USConnect Buys Livingston Telephone

By Gary Kim, Contributing Editor

USConnect Holdings, a consortium formed to consolidate rural telcos, is buying The Livingston Telephone Company (Livingston Telephone). Livingston Telephone provides voice, video and high-speed Internet services to over 9,500 connections.  



USConnect says the acquisition will be followed by others.

Livingston Telephone’s 83 square-mile service area, located approximately 65 miles north of Houston, includes Livingston and surrounding rural areas of Polk County, Texas.

USConnect was formed in March 2013 to acquire rural and independent communications providers. 

USConnect is owned by Golden West Telecommunications of Wall, S.D., Horry Telephone Cooperative of Conway in South Carolina, Farmers Telephone Cooperative of Kingstree in South Carolina, Brazoria Telephone Company of Brazoria, Texas, and Dickey Rural Networks of Ellendale, N.D.

The formation of USConnect might be called part of a larger consolidation trend many have predicted must occur in the U.S. rural telephone industry, as soon as 2014.

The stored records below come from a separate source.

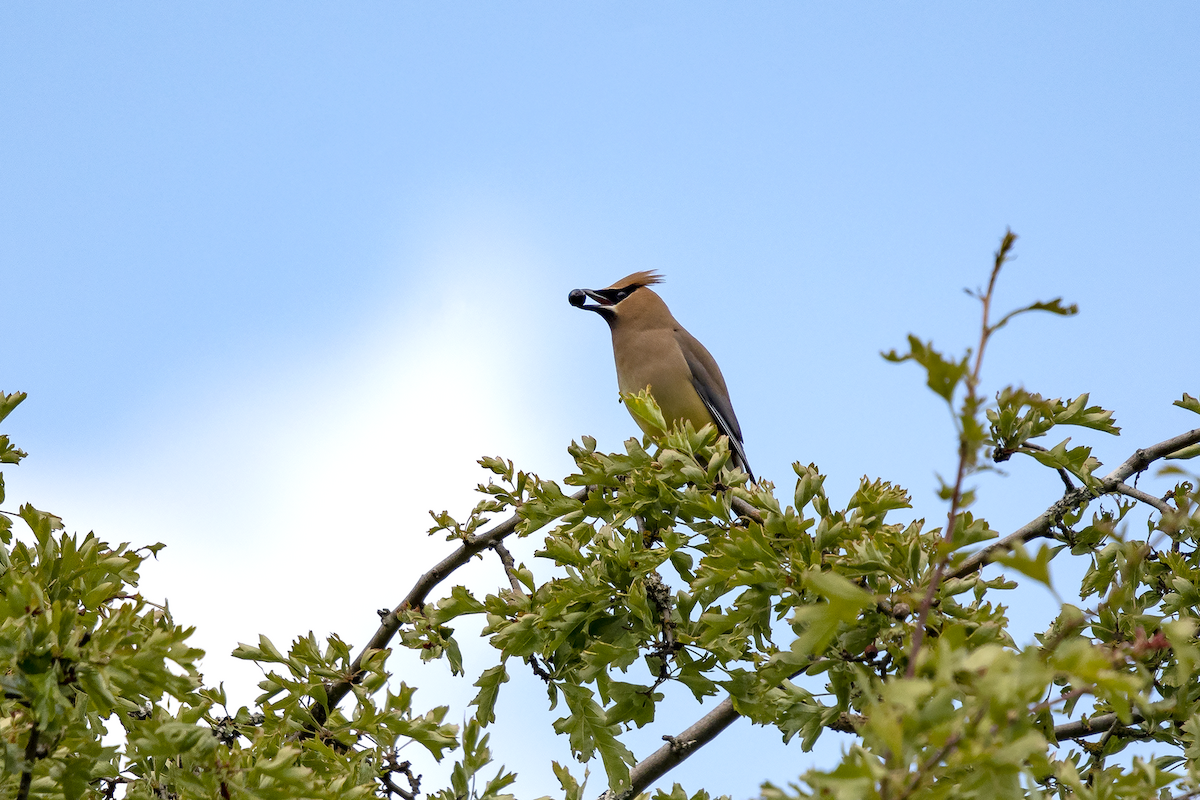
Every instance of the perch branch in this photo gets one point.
(390, 623)
(1043, 524)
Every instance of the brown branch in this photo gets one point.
(336, 691)
(1098, 725)
(677, 750)
(1043, 524)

In fact, consolidation is a trend observers often say will continue to happen in most segments of the communications market. You might argue small rural telcos are more susceptible than most, for reasons having to do with growing pressure in a business where scale is important, where significant new capital investment is required and where available customers are scarce.

About 45 percent of respondents to a recent NTCA survey have service areas 500 square miles or larger. Some 19 percent are at least 2,000 square miles.

Some 71 percent have customer densities in their service area of 10 residential customers per square mile or less. About 28 percent have customer densities of two residential customers per square mile or less.

The average survey respondent serves 4,259 residential and 1,428 business voice grade access lines. Adjusting for the impact of a few larger companies, whose size skews the median (arithmetic average), the typical respondent serves 1,785 residential and 443 business lines.

The typical respondent is 79 miles from its primary Internet connection, a statistic that probably also reflects the importance of middle mile backhaul connections for other service providers as well, including rural cable TV operators and wireless Internet service providers.